Is Dataset Quality Still a Concern in Diagnosis Using Large Foundation Model?
Ziqin Lin, Heng Li, Zinan Li, Huazhu Fu, Jiang Liu
TL;DR
The paper investigates whether dataset quality issues such as image quality and bias affect diagnosis with large foundation models in fundus imaging. It employs RETFound, a Vision Transformer based foundation model trained via self supervision on 1.6 million unlabeled retinal images, and evaluates on EyeQ and iSee across varying image quality and class distributions. Key findings show that RETFound exhibits greater robustness to image quality degradation and dataset bias than ResNet, and that overall full-model fine tuning effectively mitigates quality-related degradation, while Tip-Adapter struggles due to medical data scarcity and imbalance. The results underscore that dataset quality remains a concern but foundation models offer improved resilience and easier adaptation, informing deployment and bias mitigation strategies in clinical imaging tasks.
Abstract
Recent advancements in pre-trained large foundation models (LFM) have yielded significant breakthroughs across various domains, including natural language processing and computer vision. These models have been particularly impactful in the domain of medical diagnostic tasks. With abundant unlabeled data, an LFM has been developed for fundus images using the Vision Transformer (VIT) and a self-supervised learning framework.

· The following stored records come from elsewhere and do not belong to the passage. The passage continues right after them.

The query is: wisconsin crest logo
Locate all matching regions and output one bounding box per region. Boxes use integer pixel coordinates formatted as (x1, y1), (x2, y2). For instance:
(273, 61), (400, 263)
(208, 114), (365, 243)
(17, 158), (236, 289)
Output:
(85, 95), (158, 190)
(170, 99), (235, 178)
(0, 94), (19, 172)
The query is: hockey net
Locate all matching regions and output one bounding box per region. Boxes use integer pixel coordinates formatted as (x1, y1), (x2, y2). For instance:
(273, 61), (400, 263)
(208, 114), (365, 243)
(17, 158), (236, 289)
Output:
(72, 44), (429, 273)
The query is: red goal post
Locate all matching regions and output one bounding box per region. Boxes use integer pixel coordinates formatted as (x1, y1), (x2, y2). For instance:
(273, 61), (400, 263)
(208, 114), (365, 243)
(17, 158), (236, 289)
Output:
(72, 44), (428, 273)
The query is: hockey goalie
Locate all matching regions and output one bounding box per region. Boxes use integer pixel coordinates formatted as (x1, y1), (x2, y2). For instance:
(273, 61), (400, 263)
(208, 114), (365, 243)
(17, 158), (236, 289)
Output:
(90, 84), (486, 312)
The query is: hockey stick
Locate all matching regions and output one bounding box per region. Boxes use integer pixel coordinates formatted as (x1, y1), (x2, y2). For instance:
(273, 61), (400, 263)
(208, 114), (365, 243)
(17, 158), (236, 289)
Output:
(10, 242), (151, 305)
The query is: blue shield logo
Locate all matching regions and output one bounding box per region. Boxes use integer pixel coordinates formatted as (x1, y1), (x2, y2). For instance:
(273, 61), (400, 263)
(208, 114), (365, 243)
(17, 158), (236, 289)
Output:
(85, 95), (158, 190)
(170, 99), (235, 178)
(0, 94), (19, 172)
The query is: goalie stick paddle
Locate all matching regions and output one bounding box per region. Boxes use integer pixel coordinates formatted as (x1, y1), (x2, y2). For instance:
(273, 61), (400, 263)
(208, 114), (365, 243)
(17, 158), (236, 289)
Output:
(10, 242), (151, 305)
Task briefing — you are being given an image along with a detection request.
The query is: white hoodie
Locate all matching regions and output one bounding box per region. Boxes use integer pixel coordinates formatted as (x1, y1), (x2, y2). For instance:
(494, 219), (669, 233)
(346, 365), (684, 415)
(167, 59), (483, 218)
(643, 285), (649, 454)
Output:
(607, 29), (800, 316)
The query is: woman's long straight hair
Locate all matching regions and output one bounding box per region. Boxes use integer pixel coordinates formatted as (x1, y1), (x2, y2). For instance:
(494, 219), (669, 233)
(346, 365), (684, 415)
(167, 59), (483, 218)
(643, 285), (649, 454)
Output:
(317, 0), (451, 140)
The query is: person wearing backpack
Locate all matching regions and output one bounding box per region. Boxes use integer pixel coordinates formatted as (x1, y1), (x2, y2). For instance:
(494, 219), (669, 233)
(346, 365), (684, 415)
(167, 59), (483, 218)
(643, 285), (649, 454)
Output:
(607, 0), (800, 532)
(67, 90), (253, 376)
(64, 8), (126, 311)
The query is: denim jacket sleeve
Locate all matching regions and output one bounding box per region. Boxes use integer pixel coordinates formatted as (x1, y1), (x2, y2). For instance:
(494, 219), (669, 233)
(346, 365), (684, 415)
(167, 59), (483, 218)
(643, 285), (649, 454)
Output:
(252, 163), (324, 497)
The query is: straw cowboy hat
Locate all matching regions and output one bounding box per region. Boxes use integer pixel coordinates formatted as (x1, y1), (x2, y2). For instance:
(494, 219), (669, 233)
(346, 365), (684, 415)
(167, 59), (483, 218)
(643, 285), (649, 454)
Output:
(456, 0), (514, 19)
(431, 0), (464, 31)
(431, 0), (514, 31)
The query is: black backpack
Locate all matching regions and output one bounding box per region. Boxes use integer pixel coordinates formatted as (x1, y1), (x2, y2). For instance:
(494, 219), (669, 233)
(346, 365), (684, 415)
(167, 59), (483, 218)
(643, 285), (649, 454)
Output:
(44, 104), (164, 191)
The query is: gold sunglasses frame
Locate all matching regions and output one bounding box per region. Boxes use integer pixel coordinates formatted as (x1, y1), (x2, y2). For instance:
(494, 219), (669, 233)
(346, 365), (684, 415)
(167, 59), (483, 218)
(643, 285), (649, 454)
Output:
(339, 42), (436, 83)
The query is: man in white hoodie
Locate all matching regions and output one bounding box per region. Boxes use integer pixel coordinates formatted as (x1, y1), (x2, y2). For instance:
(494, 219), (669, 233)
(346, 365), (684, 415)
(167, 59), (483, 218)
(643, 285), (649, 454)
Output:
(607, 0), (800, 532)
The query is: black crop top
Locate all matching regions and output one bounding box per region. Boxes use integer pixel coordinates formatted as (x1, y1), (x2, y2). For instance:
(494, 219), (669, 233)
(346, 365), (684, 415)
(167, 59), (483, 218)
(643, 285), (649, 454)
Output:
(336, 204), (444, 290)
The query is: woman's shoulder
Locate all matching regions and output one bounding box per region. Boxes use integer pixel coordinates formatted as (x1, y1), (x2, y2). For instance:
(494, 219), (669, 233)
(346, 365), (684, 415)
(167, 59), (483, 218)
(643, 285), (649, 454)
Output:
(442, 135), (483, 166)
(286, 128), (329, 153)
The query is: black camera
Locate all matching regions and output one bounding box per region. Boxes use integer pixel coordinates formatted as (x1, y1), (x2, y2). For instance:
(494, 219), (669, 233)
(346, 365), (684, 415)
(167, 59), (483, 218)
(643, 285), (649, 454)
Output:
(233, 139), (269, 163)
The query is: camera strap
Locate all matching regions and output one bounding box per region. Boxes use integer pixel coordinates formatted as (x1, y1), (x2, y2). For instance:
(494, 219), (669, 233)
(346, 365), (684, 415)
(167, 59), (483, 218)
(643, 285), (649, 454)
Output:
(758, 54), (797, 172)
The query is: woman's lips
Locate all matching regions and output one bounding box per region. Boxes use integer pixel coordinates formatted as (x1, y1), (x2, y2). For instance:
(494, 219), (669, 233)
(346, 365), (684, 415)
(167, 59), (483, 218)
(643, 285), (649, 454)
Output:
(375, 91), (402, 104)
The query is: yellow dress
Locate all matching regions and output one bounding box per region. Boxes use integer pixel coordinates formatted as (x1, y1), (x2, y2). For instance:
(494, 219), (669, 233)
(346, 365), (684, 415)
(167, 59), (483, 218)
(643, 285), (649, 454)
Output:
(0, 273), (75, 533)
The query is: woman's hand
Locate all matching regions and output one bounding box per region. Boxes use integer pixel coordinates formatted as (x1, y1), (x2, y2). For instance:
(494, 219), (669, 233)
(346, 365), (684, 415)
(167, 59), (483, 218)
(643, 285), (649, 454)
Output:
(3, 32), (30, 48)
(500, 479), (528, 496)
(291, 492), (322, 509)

This LFM has shown promising performance in fundus disease diagnosis across multiple datasets. On the other hand, deep learning models have long been challenged by dataset quality issues, such as image quality and dataset bias. To investigate the influence of data quality on LFM, we conducted explorations in two fundus diagnosis tasks using datasets of varying quality. Specifically, we explored the following questions: Is LFM more robust to image quality? Is LFM affected by dataset bias? Can fine-tuning techniques alleviate these effects? Our investigation found that LFM exhibits greater resilience to dataset quality issues, including image quality and dataset bias, compared to typical convolutional networks. Furthermore, we discovered that overall fine-tuning is an effective adapter for LFM to mitigate the impact of dataset quality issues.